И я думаю, что если бы мы с самого раннего возраста воспитывали в детях понимание того, для чего живет человек и для чего он готов жить до последнего предела, они бы могли по-другому относиться к жизни и к смерти. Это тайна настоящего момента. В житии католического святого XIX века Жана-Батиста Вианне, известного как Арский кюре (он жил во Франции около Лиона), упоминается мальчик, которого он встретил, когда тому было лет девять; ребенок страдал от тяжелой болезни, но был спокоен и безмятежен. Кюре спросил мальчика: «Как тебе удается сохранять такое спокойствие и мир?» И мальчик ответил: «Отец, я научился не страдать от вчерашней боли и не ожидать завтрашней». Он понял, что если собрать всю свою жизнь в настоящем мгновении, тогда можно смотреть в лицо действительности. И я думаю, что когда дети болеют — не когда речь идет о смерти, но при каких-то легких болезнях, небольших жизненных несчастьях, — их можно научить проживать настоящую минуту с чувством победы, одерживая верх над тем, что приносит настоящая минута. Помогать, облегчать ситуацию нужно только тогда, когда ребенок или взрослый уже не может сам противостоять ей и сам одерживать верх, но не когда это только еще предвосхищение возможного страха, возможной боли.

Перед родителями, которые потеряли ребенка, проблема стоит так: они верят в вечную жизнь или нет? Если вечная жизнь есть, то ребенок вошел в нее чистым, незапятнанным, открытым для Бога; если они не верят в вечную жизнь, тогда не знаю что сказать. Вернее, если бы люди были последовательны в своем неверии и могли сказать: «Что ж, это естественный процесс, ребенок умер, но он будет жить вечно в природе. Составные элементы его тела вернулись в вечный круговорот жизни природы», тогда они могли бы с этим справиться. Но очень немногие неверующие не верят до такой степени. Большинство неверующих чувствуют… хотя если нет Бога, если нет вечности — что я должен чувствовать? Если разобраться логически — ничего. Но здесь не логика, здесь эмоция, чувство; я неожиданно обнаружил: меня нет, я не существую, я мертв. Но если нет вечности, нет и возможности делать такие открытия. Это можно исключить логическим путем, но в своем экзистенциальном опыте с этой дилеммой сталкиваются многие верующие и неверующие. Когда умирает ребенок, переживание утраты может быть очень болезненным и сложным; одна из причин в том, что по большей части люди закрывают глаза на возможность смерти, и, когда она приходит, это поражает их, как гром среди ясного неба. Те, кто изучал проблему переживания утраты, настаивают, что утрату нужно проживать постепенно, пока смерть человека еще только отдаленное будущее; нужно свыкнуться с тем, что этот человек умирает, однако еще жив. Я могу относиться к человеку как к живому, понимая, что процесс умирания уже идет.

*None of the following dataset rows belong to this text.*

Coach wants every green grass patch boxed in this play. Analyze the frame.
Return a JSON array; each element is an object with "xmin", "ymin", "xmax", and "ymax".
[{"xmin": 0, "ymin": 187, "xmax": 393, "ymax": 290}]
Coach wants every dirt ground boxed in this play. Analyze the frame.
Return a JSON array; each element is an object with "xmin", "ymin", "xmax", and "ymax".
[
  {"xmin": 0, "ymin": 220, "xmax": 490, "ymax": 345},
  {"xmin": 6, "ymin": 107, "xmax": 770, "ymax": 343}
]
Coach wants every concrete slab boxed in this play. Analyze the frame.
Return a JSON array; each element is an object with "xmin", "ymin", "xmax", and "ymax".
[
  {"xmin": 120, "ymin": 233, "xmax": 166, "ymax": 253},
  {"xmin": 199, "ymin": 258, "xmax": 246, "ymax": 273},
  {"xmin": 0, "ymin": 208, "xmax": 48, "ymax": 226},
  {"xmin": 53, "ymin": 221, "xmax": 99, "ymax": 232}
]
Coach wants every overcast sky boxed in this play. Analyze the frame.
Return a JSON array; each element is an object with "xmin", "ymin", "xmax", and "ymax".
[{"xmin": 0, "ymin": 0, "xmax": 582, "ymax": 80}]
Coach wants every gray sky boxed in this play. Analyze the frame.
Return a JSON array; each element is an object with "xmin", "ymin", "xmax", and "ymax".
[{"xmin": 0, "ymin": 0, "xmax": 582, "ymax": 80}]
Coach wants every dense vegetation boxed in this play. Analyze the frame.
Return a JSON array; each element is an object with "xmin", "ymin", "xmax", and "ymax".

Я сейчас хочу рассказать нечто личное. Моя мать умирала от рака в течение трех лет. Она была дома после неудачной операции, она знала, что умрет, потому что я сказал ей. Мы жили с этим; иногда при мысли о ее приближающейся смерти мне было очень тяжело. Тогда я шел к ней в комнату, садился на полу у ее кровати и говорил: «Мне плохо»; я клал голову ей на подушку, и она давала мне мужество смотреть в лицо ее смерти. Бывали минуты, когда ей было тяжело из-за предстоящей разлуки. Она любила жизнь даже в моменты страшной боли; она мне однажды сказала: «Если бы мне пришлось так страдать полтораста лет, я бы приняла страдания, чтобы только жить». И в эти моменты она звала меня.

Эта странная ситуация: ты смотришь в лицо смерти вместе с тем самым человеком, который умирает, но еще жив, и именно это позволяет переживать утрату постепенно, поэтапно; а вот внезапную утрату, от которой ты отгораживался — «этого не может случиться, этого не может случиться, этого не может случиться»; и вот это случается и перенести почти невозможно. Я говорю «почти», потому что в конце концов люди переносят и ее, но переносят огромной ценой.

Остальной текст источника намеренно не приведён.